Kimmel succeeded in that delicate task, calling out names like Harvey Weinstein and alluding to Kevin Spacey being replaced by Christopher Plummer in All the Money in the World. He gave props to movements like #MeToo and Times Up — but he hit the ball out of the park with a joke about Oscar himself.
"Oscar is 90 years old tonight, which means he's probably at home right now watching Fox News," Kimmel said to the iconic gold statue. "No, Oscar is here with us. After all the years, all the awards given for show business, Oscar is still number one. Oscar is the most beloved and respected man in Hollywood and here's the reason why: He keeps his hands where you can see them, he never says a rude word and no penis at all."
Jimmy's monologue also called attention to many of the Best Picture nominees, including Shape of Water and Call Me By Your Name. The latter of which he pointed out didn't make a lot of money --only two of the Best Picture nominees made over $100 million and were all trounced by Black Panther at the box office this past weekend — but financial gain isn't why movies like Call Me By Your Name happen. They happen to piss off Vice President Mike Pence.

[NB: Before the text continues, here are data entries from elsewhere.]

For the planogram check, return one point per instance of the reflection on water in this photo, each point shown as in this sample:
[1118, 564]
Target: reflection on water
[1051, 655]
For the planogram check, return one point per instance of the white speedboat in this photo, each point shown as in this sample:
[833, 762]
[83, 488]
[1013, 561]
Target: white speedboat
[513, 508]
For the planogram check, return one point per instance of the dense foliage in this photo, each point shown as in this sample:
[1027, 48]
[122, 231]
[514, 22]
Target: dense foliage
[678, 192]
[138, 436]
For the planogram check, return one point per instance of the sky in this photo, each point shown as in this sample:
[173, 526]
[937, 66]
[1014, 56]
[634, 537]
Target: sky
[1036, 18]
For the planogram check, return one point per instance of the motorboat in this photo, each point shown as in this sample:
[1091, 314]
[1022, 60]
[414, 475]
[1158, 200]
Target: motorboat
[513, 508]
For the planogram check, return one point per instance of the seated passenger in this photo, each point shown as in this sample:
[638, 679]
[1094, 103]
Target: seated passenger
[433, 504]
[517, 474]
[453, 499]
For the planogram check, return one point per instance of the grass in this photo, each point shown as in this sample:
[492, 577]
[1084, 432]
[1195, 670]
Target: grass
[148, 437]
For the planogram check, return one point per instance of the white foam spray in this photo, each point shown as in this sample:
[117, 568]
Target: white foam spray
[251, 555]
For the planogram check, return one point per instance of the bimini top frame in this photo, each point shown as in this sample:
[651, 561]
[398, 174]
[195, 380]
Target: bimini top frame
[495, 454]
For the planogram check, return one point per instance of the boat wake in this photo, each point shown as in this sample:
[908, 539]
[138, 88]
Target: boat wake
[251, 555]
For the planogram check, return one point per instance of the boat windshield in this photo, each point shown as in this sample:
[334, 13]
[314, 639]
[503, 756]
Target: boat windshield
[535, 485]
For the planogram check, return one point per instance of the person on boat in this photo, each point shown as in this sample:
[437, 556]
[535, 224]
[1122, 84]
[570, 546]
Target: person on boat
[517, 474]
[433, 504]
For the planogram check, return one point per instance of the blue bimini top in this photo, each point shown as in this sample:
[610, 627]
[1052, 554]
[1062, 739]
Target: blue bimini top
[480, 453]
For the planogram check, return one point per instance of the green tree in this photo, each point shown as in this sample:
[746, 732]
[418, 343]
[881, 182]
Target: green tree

Kimmel also invited all Oscar winners to give whatever speech they wanted with whatever political angle they chose.
"If you do win an Oscar tonight, we want you to give a speech and we want you to speak from the heart. You have an opportunity and a platform to remind people about important things like equal rights and equal treatment. If you want to encourage people to support the amazing students of Parkland at their march on the 20th, you can do that," the host encouraged. "If you want to thank a teacher, do that. Maybe you just want to thank your parents and tell your kids to go to sleep. You don't have to change the world. Do what you want."
However, there was a catch to the deal. Kimmel ended his monologue by promising that whoever gave the shortest speech a prize of an $18 thousand jet ski, presented by Academy Award winner Helen Mirren. Will that be enough to stop wordy Oscar winners from rambling? Only the rest of the show will tell.